UPDATED 14:57 EDT / FEBRUARY 14 2019

POLICY

Amazon scraps plans for controversial $2.5B campus in New York

Amazon.com Inc. today said that it’s dropping plans to establish a $2.5 billion corporate campus in New York following intense pushback from some local leaders.

The project started coming under fire even before it was formally announced in November. Critics, among them politicians and union leaders, took issue with the generous subsidies that officials had promised Amazon in return for picking New York to host the campus. The company stood to receive more than $1.7 billion in state and city incentives over the course of several years.

Some local leaders also worried that an increased Amazon presence could potentially hurt residents. The online retail giant was planning to employ 25,000 staffers with an average salary of $150,000 at Long Island City, the former industrial area in Queens that would have hosted the campus. The concerns: An influx of tech workers might price locals out of the housing market and strain public transportation.

This heated debate would have made it challenging for Amazon to secure the necessary approvals to go ahead with the project. The company was reportedly expecting to receive the green light in 2020 at the earliest, assuming it got the permit at all.

“For Amazon, the commitment to build a new headquarters requires positive, collaborative relationships with state and local elected officials who will be supportive over the long-term,” the online retail said explained in the statement announcing the project’s cancellation.

Activists were quick to claim a victory.

“Today New York’s working class showed that big business and billionaires can’t buy our city,” the New York City chapter of the Democratic Socialists of America said in a statement. “In Queens and across New York City, ordinary people have led an unprecedented mobilization against Amazon’s plan to take billions in public money, as they crack down on unions and workers’ rights, increase deportations of our immigrant neighbors, and fuel gentrification and rising rents.”

Amazon has had more success winning over local leaders in Arlington Country, Virginia, where it’s building a second campus likewise set to employ 25,000 people. State legislators last month greenlighted a $750 million incentive package for the project after a mere nine minutes of debate.

Amazon is also setting up a smaller “operations center” in Nashville, Tennessee, that will have more than 5,000 staffers.

Amazon said that it doesn’t have plans to explore a replacement for the canceled Queens campus “at this point” and will instead continue its expansion by recruiting more workers at existing locations, including in New York. Amazon has grown its headcount by 20fold since 2010, to more than 600,000 employees.

Indeed, at least one observer thinks Amazon will continue hiring in New York regardless, especially as it expands its media and advertising businesses.
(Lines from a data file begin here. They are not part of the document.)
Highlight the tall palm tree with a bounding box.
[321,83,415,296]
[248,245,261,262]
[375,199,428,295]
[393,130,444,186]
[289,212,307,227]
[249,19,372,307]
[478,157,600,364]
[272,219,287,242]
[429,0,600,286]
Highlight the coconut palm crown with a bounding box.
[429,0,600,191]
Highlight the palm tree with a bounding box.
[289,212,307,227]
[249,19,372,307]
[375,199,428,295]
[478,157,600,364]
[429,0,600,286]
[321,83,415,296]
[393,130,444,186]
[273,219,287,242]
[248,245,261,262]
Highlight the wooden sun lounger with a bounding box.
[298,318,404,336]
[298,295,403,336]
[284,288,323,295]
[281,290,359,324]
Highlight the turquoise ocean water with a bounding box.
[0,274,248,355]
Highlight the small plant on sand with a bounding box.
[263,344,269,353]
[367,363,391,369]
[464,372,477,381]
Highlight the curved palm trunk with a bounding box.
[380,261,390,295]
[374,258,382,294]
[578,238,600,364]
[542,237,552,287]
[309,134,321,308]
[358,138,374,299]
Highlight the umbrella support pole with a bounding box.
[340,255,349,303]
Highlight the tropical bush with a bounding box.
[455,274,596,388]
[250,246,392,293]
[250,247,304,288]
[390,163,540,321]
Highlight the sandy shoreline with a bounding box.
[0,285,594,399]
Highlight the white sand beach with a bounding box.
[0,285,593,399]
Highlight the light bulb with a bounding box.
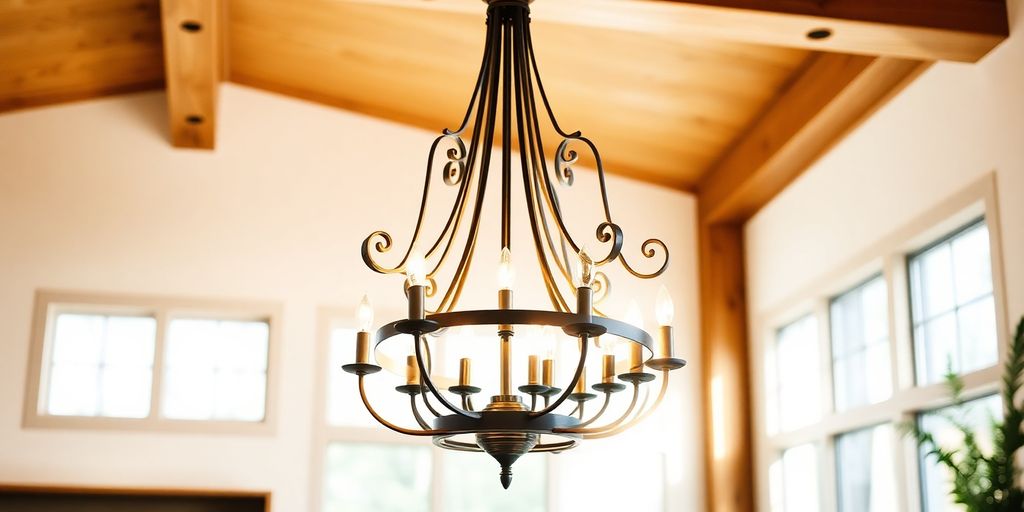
[497,247,516,290]
[625,299,644,330]
[357,294,374,332]
[656,284,675,326]
[541,326,556,359]
[574,245,595,288]
[405,248,427,287]
[600,337,617,356]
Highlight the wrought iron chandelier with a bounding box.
[344,0,687,489]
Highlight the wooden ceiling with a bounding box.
[0,0,1009,192]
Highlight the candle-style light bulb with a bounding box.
[405,249,427,287]
[656,285,675,326]
[497,247,516,291]
[357,294,374,332]
[541,327,555,387]
[573,246,595,288]
[625,299,645,372]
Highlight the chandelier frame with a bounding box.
[344,0,686,489]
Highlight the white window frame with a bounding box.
[22,290,282,435]
[751,174,1010,511]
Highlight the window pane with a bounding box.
[775,315,820,431]
[443,450,545,512]
[771,444,819,512]
[951,225,992,304]
[831,276,892,411]
[919,395,1001,512]
[162,318,269,421]
[836,424,898,512]
[328,327,413,428]
[957,296,998,374]
[46,313,156,418]
[910,221,997,385]
[323,443,431,512]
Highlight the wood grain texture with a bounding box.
[697,53,932,222]
[698,222,753,512]
[159,0,222,148]
[228,0,808,189]
[0,0,165,112]
[346,0,1009,63]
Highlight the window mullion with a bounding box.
[886,254,915,392]
[149,308,169,424]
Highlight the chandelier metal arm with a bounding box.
[529,333,589,417]
[578,370,671,440]
[573,391,612,428]
[357,375,442,437]
[557,382,641,434]
[411,395,432,430]
[414,334,482,419]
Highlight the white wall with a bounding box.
[0,85,703,510]
[746,1,1024,329]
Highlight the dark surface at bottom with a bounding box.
[0,492,266,512]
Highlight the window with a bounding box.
[835,424,897,512]
[753,178,1005,512]
[162,318,270,421]
[830,276,891,411]
[323,443,432,512]
[772,315,820,432]
[910,220,998,384]
[443,450,546,512]
[918,395,1001,512]
[25,291,279,432]
[770,444,819,512]
[45,313,156,418]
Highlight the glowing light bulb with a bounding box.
[357,294,374,332]
[656,284,675,326]
[625,299,644,330]
[405,248,427,287]
[600,337,617,356]
[574,246,595,288]
[542,326,557,359]
[497,247,516,290]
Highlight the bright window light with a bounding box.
[774,315,821,432]
[162,318,269,421]
[830,276,892,411]
[45,313,156,418]
[442,449,545,512]
[835,424,898,511]
[323,443,431,512]
[909,220,997,384]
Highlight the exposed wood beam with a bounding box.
[698,222,753,512]
[345,0,1008,62]
[695,50,932,512]
[698,53,931,224]
[159,0,223,149]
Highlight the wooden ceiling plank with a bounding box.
[697,52,931,223]
[159,0,222,149]
[344,0,1008,63]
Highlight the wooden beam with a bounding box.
[344,0,1008,62]
[698,53,931,223]
[159,0,222,149]
[698,222,753,512]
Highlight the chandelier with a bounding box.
[343,0,687,489]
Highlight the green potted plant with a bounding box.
[908,317,1023,511]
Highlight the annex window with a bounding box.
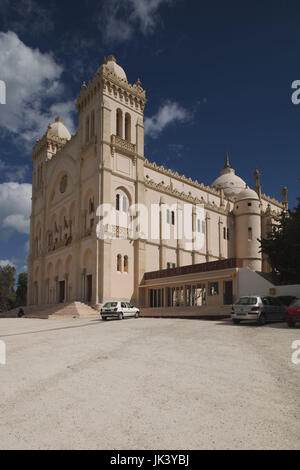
[202,220,206,233]
[209,282,219,296]
[227,228,230,240]
[167,262,176,269]
[117,254,122,272]
[124,255,128,273]
[223,227,226,239]
[197,220,201,233]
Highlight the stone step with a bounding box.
[1,301,99,320]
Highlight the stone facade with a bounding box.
[27,56,286,308]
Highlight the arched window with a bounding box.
[116,194,120,211]
[124,255,128,273]
[116,108,123,138]
[122,195,127,212]
[85,115,89,142]
[125,113,131,142]
[171,211,175,225]
[248,227,252,241]
[117,254,122,272]
[91,110,95,137]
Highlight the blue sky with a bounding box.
[0,0,299,273]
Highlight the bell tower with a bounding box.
[76,56,147,305]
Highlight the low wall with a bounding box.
[140,305,232,320]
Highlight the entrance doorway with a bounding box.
[59,280,65,303]
[223,281,233,305]
[86,275,92,303]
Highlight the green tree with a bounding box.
[261,196,300,284]
[0,264,16,312]
[15,272,28,307]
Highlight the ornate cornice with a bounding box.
[76,63,146,113]
[31,128,72,161]
[144,178,228,215]
[261,193,284,209]
[144,159,222,197]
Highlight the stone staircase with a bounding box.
[140,305,232,320]
[0,302,100,320]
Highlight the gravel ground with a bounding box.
[0,316,299,450]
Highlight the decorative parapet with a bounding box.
[32,128,74,162]
[144,178,228,215]
[111,135,137,163]
[144,159,221,198]
[261,193,284,209]
[76,61,146,114]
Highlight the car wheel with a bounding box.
[258,313,266,326]
[118,312,124,320]
[287,320,296,328]
[232,319,240,324]
[102,317,107,321]
[135,311,140,318]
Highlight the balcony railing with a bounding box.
[144,258,244,281]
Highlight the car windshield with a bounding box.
[236,297,257,305]
[103,302,118,308]
[291,299,300,308]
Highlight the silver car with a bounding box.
[101,301,140,321]
[231,296,286,325]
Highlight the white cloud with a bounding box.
[144,100,191,138]
[0,31,75,146]
[0,182,32,235]
[2,214,30,234]
[0,259,16,268]
[99,0,172,43]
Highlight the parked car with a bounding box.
[101,301,140,321]
[286,298,300,327]
[231,296,287,325]
[276,295,296,307]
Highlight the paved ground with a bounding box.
[0,316,299,450]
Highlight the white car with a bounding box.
[101,301,140,321]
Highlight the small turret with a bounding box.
[254,168,261,199]
[282,186,288,210]
[233,186,262,271]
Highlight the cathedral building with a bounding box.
[27,56,287,310]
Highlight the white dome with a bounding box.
[105,55,127,81]
[49,117,71,140]
[212,169,247,198]
[212,155,248,198]
[236,187,259,201]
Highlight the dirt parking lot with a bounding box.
[0,316,299,450]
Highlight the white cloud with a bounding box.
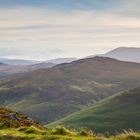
[0,4,140,60]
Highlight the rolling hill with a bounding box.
[0,57,140,124]
[49,86,140,133]
[0,107,140,140]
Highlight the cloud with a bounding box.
[114,0,140,18]
[0,1,140,60]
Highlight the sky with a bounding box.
[0,0,140,60]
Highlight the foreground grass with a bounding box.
[109,130,140,140]
[0,126,98,140]
[0,126,140,140]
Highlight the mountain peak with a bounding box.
[102,47,140,63]
[106,47,140,54]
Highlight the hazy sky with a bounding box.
[0,0,140,60]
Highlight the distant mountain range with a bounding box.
[52,86,140,133]
[0,58,40,65]
[0,57,77,78]
[0,57,78,66]
[1,47,140,66]
[0,57,140,124]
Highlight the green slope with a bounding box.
[0,107,140,140]
[48,87,140,134]
[1,106,140,140]
[0,57,140,124]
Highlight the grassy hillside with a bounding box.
[0,57,140,124]
[48,87,140,134]
[0,106,140,140]
[0,126,140,140]
[0,106,98,140]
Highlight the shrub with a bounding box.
[51,126,71,136]
[0,123,4,129]
[110,130,140,140]
[18,126,46,135]
[0,123,9,129]
[0,136,31,140]
[79,128,94,136]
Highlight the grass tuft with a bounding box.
[51,126,71,136]
[18,126,46,135]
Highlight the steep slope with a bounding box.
[103,47,140,63]
[50,86,140,133]
[0,106,44,129]
[0,57,140,124]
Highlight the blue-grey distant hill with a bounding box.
[102,47,140,63]
[0,59,40,65]
[0,57,78,65]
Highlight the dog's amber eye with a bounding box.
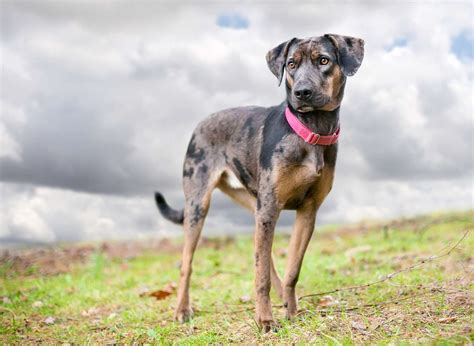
[287,61,296,69]
[319,57,329,65]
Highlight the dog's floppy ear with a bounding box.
[324,34,364,77]
[266,37,298,86]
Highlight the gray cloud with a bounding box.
[0,1,472,244]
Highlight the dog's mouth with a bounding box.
[293,94,331,113]
[297,106,315,113]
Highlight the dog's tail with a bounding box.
[154,192,184,225]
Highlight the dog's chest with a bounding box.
[273,144,326,208]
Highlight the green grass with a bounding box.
[1,210,473,344]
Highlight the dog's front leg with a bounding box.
[282,201,316,320]
[254,194,280,332]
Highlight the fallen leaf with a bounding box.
[32,301,43,308]
[81,307,100,317]
[138,286,150,297]
[149,290,173,300]
[44,316,55,325]
[438,316,457,324]
[320,248,334,255]
[344,245,372,258]
[351,320,367,331]
[240,295,251,303]
[146,282,177,300]
[318,295,340,307]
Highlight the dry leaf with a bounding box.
[147,282,177,301]
[344,245,372,258]
[81,307,100,317]
[318,295,340,307]
[44,316,55,325]
[438,316,457,324]
[138,286,150,297]
[240,295,251,303]
[149,290,173,300]
[32,301,44,308]
[321,248,334,255]
[351,320,367,331]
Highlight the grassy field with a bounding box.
[1,210,473,344]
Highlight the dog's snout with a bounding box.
[294,87,313,101]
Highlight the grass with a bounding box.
[1,210,473,344]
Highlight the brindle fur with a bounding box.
[155,34,364,331]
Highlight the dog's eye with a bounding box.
[287,61,296,69]
[319,57,329,65]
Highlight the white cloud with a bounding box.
[0,182,179,244]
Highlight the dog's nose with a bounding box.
[294,88,313,101]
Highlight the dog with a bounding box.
[155,34,364,331]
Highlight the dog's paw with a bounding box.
[258,319,280,333]
[283,298,298,320]
[284,305,298,321]
[255,313,278,333]
[285,309,298,321]
[174,306,193,323]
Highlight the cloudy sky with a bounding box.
[1,1,472,245]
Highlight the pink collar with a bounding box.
[285,107,340,146]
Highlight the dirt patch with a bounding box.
[321,210,474,240]
[0,236,237,277]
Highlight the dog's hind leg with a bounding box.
[174,166,219,323]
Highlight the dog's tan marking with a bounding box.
[282,165,334,318]
[282,200,316,319]
[320,65,345,111]
[274,164,321,207]
[286,73,294,88]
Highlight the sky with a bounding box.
[0,1,473,245]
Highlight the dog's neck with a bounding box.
[286,102,340,135]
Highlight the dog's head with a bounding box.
[266,34,364,112]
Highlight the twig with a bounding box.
[298,229,470,301]
[304,289,436,314]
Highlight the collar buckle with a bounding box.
[305,132,320,145]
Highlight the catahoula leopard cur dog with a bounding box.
[155,34,364,331]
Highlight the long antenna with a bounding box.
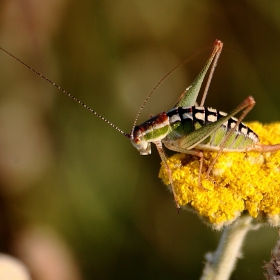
[0,47,130,139]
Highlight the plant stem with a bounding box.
[201,215,254,280]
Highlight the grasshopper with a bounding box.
[1,40,280,210]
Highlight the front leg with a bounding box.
[154,141,181,211]
[163,141,204,187]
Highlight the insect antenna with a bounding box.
[0,47,130,139]
[130,44,211,137]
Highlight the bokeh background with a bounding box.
[0,1,279,279]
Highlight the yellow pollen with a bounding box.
[158,122,280,229]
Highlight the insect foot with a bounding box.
[159,122,280,230]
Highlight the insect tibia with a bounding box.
[199,40,223,106]
[174,39,223,108]
[250,143,280,152]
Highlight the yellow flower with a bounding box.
[159,122,280,230]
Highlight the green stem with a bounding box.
[201,215,254,280]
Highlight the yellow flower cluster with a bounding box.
[159,122,280,230]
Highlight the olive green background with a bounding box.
[0,1,279,279]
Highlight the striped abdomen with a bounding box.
[166,106,259,152]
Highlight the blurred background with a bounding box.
[0,0,279,279]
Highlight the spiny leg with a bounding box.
[206,96,256,177]
[163,141,204,187]
[199,41,223,107]
[194,150,204,187]
[154,141,181,211]
[250,143,280,153]
[174,40,223,108]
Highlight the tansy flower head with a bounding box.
[159,122,280,230]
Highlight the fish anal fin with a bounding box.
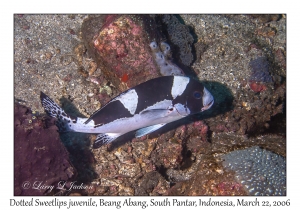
[93,133,121,149]
[135,123,166,138]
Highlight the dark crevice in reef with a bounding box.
[58,96,98,184]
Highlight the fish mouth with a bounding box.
[201,99,214,111]
[201,87,214,111]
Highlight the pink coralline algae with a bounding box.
[217,182,244,196]
[82,15,187,91]
[249,82,267,92]
[87,15,160,88]
[193,120,208,141]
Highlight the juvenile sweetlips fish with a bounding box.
[40,76,214,148]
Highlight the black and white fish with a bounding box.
[40,76,214,148]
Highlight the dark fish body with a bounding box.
[40,76,214,148]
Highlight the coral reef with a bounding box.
[79,14,191,120]
[222,146,286,195]
[82,15,162,90]
[14,103,76,195]
[89,137,171,196]
[163,133,286,196]
[85,120,210,196]
[207,78,285,135]
[80,14,190,115]
[14,14,286,196]
[81,14,188,93]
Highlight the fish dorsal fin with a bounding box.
[93,133,121,149]
[135,123,166,138]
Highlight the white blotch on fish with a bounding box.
[40,76,214,148]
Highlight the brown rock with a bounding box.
[14,103,76,195]
[81,15,162,90]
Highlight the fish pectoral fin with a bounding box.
[135,123,166,138]
[140,108,172,118]
[93,133,121,149]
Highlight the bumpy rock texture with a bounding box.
[81,15,161,90]
[14,14,286,196]
[222,146,286,195]
[14,103,76,195]
[161,14,195,67]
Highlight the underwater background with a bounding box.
[14,14,286,196]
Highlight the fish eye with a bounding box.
[193,91,201,99]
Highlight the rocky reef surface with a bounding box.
[14,103,76,195]
[222,146,286,196]
[14,14,286,196]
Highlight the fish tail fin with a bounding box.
[40,92,75,132]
“Amazon’s decision to scrap its HQ2 plans for New York is a big deal because it means the potential loss of tens of thousands of new jobs to the city,” said eMarketer Principal Analyst Andrew Lipsman. “But even if New York doesn’t get the imprimatur of a second, or third, headquarters, I’d be very surprised if we don’t see the company significantly grow its presence there in the coming years. Amazon’s continued emergence as a media and advertising powerhouse will make it increasingly critical to have a strong physical presence at the nexus of these industries.”